Q&A with Stephen Deuchar

Simon Stephens, 06.10.2014
Director of the Art Fund on a new acquisition scheme
Stephen Deuchar is the director of the Art Fund, which has just launched an acquisition scheme for curators. The first year of the New Collecting Awards will see £300,000 shared between the successful applicants.

The deadline to submit an expression of interest is 7 November, after which selected curators will be invited to make a formal applications.

What are the key aims of the New Collecting Awards?

With this new funding programme we hope to enable ambitious curators to pursue new avenues of collecting for their museums, and at the same time build critical professional skills.

Through New Collecting Awards we aim to offer 100% funding for focused and ambitious collections of fine and applied arts, while developing a new generation of curators. We particularly want to hear from curators who may never before have had the opportunity to feed into their organisation’s collecting strategy, or who have only been involved with one or two acquisitions in their careers.

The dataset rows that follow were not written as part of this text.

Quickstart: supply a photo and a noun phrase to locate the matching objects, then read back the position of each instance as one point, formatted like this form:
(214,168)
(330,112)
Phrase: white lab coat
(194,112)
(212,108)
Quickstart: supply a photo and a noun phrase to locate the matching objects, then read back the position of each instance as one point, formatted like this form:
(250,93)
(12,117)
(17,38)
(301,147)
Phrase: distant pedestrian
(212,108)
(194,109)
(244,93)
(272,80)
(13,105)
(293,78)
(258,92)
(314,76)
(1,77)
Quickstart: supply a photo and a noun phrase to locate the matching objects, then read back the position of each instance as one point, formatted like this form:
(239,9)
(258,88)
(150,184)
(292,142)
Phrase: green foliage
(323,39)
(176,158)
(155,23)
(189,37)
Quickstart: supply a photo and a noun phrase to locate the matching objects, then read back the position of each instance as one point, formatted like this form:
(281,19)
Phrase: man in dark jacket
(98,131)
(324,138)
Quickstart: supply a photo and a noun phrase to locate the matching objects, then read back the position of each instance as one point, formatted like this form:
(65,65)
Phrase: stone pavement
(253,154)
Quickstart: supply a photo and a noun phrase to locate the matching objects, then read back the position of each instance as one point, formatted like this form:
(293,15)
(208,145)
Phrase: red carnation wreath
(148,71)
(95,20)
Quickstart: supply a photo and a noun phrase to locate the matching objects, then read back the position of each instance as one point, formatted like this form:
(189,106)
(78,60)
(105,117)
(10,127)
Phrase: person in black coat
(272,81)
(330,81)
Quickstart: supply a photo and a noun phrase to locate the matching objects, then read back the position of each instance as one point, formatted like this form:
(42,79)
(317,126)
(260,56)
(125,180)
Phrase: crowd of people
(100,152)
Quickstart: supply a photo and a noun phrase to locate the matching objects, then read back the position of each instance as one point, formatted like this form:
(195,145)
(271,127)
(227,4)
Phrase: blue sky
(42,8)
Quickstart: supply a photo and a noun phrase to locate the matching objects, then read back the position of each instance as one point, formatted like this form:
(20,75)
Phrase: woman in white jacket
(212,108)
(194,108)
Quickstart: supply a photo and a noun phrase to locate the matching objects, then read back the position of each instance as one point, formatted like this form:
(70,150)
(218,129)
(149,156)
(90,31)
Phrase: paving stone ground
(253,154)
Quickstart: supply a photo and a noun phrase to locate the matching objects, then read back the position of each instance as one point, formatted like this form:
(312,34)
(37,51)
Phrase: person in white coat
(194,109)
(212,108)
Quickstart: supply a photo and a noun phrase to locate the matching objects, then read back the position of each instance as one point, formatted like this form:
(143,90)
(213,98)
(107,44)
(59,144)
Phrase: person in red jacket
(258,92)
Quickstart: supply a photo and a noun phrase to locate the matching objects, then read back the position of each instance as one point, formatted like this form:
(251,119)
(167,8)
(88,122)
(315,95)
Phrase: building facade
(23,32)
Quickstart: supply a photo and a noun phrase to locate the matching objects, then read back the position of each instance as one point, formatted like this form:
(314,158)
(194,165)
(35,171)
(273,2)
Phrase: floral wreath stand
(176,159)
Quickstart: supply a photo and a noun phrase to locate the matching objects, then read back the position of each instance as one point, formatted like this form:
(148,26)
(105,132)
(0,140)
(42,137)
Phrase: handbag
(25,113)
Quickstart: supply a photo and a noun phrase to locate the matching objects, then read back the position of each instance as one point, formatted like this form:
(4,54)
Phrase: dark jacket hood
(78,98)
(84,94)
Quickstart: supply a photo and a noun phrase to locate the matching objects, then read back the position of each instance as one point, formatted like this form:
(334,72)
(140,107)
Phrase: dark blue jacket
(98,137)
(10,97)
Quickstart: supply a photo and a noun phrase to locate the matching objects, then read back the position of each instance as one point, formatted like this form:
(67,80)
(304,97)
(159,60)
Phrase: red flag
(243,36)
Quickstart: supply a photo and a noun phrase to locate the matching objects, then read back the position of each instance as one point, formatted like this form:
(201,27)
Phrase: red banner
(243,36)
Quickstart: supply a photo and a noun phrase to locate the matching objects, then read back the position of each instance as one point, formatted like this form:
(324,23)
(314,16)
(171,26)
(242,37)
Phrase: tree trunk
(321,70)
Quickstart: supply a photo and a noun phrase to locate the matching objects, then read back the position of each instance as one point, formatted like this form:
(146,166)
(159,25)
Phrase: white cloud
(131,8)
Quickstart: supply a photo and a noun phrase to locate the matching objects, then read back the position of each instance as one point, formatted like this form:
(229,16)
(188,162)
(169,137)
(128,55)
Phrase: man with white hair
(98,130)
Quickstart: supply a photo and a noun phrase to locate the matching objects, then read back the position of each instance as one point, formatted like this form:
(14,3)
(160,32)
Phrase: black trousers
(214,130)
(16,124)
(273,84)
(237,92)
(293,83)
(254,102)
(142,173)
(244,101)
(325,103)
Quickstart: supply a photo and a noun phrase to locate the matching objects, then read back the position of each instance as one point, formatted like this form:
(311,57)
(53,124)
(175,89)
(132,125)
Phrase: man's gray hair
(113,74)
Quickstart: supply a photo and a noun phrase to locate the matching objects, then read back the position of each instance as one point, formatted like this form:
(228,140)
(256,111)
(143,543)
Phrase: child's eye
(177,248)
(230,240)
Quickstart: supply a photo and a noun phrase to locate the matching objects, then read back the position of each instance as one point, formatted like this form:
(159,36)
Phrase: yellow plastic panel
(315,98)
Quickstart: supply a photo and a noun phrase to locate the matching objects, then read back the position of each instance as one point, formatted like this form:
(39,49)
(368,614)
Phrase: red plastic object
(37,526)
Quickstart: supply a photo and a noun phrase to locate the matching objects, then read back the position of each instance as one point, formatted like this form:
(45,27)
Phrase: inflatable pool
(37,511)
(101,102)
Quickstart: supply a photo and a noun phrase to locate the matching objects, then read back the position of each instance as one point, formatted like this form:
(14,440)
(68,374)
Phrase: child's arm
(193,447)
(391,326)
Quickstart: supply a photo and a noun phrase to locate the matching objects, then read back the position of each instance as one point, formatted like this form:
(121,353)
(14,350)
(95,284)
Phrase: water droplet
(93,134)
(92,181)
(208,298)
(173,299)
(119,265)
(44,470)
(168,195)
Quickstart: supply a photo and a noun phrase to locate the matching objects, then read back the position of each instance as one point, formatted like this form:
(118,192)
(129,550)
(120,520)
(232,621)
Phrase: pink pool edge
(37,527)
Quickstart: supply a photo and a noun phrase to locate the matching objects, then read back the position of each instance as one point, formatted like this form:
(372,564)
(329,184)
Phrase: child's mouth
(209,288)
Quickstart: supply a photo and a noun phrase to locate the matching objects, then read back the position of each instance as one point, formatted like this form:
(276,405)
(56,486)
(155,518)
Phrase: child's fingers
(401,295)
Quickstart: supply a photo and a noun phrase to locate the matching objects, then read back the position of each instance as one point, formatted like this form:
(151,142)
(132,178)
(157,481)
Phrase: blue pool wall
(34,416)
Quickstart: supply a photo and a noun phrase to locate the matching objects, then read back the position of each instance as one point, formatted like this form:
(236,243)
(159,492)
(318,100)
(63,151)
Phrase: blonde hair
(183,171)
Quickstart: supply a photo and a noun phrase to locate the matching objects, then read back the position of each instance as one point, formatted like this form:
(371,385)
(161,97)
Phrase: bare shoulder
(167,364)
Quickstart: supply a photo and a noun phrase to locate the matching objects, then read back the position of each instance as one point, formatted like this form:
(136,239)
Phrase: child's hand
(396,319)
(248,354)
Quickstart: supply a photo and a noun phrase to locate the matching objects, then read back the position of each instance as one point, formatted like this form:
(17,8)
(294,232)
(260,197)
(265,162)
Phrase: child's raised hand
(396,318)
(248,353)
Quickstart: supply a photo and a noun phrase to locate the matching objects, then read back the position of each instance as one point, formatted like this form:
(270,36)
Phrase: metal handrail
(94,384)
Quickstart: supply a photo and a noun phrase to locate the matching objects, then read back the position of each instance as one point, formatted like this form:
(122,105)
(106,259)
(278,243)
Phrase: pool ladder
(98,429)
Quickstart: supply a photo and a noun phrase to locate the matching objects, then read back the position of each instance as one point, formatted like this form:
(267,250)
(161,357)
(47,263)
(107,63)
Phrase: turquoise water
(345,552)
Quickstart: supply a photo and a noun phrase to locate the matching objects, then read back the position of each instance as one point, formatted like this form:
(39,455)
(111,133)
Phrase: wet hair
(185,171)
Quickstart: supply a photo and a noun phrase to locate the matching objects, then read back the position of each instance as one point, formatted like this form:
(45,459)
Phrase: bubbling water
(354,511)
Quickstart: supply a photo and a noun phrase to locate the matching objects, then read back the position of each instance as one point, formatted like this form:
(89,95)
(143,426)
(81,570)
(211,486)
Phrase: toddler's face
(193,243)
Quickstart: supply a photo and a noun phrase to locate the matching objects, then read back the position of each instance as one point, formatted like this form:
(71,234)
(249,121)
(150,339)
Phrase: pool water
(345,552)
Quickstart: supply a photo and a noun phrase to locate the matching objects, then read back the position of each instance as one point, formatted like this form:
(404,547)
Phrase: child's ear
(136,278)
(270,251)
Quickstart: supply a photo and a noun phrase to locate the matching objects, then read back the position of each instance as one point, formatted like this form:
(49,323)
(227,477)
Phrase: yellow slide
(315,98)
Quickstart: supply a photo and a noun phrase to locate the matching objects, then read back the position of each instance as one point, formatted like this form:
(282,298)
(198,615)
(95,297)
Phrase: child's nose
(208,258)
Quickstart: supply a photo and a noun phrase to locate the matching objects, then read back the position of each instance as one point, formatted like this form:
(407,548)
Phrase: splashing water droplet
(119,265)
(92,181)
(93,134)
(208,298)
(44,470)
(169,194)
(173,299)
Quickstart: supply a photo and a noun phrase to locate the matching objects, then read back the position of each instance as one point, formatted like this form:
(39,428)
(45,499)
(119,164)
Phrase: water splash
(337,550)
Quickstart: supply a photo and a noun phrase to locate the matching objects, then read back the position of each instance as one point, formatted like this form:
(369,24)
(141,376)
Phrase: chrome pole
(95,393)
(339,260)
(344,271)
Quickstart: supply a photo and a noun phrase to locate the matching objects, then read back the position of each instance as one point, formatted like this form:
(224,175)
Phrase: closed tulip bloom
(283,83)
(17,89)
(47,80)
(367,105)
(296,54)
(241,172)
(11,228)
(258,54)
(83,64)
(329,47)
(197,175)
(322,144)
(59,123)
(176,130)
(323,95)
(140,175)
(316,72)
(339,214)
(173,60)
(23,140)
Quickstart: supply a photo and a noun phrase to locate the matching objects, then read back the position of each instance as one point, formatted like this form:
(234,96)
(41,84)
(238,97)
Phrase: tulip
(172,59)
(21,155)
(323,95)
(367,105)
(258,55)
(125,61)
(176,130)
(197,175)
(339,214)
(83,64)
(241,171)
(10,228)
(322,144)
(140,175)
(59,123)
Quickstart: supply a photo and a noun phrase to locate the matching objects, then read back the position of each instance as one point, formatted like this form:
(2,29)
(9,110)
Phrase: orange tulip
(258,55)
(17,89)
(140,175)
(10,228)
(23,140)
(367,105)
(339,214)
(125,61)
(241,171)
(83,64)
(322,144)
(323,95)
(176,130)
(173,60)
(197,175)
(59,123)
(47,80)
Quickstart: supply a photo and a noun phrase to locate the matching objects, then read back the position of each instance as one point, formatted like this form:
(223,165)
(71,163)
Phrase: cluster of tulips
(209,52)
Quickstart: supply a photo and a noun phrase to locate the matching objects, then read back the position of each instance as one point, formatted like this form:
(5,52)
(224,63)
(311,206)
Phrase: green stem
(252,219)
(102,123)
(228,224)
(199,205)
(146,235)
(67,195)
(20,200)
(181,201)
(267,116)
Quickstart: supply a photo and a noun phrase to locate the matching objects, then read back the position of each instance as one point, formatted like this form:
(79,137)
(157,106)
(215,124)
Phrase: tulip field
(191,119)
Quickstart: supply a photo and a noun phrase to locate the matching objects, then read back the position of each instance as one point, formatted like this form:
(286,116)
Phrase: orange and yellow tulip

The New Collecting Awards offer them an opportunity to participate in a strategic collecting scheme designed to support considered and ambitious acquisitions of the highest quality.

Is there a crisis in curatorial expertise in our museums and galleries?

The first thing to say is that during these economically challenging times for the museum sector the importance of curatorial expertise may be under threat in some instances, and must not be overlooked anywhere.

It is through excellent curators that public collections can grow and flourish, and it is this aspect that we are keen to address. We want to see museums and galleries develop and extend their holdings into exciting new areas or deepen their existing and brilliant holdings in imaginative ways.

Collections are the beating heart of museums and galleries, and with a dynamic and informed team behind them the benefits are felt directly by the public.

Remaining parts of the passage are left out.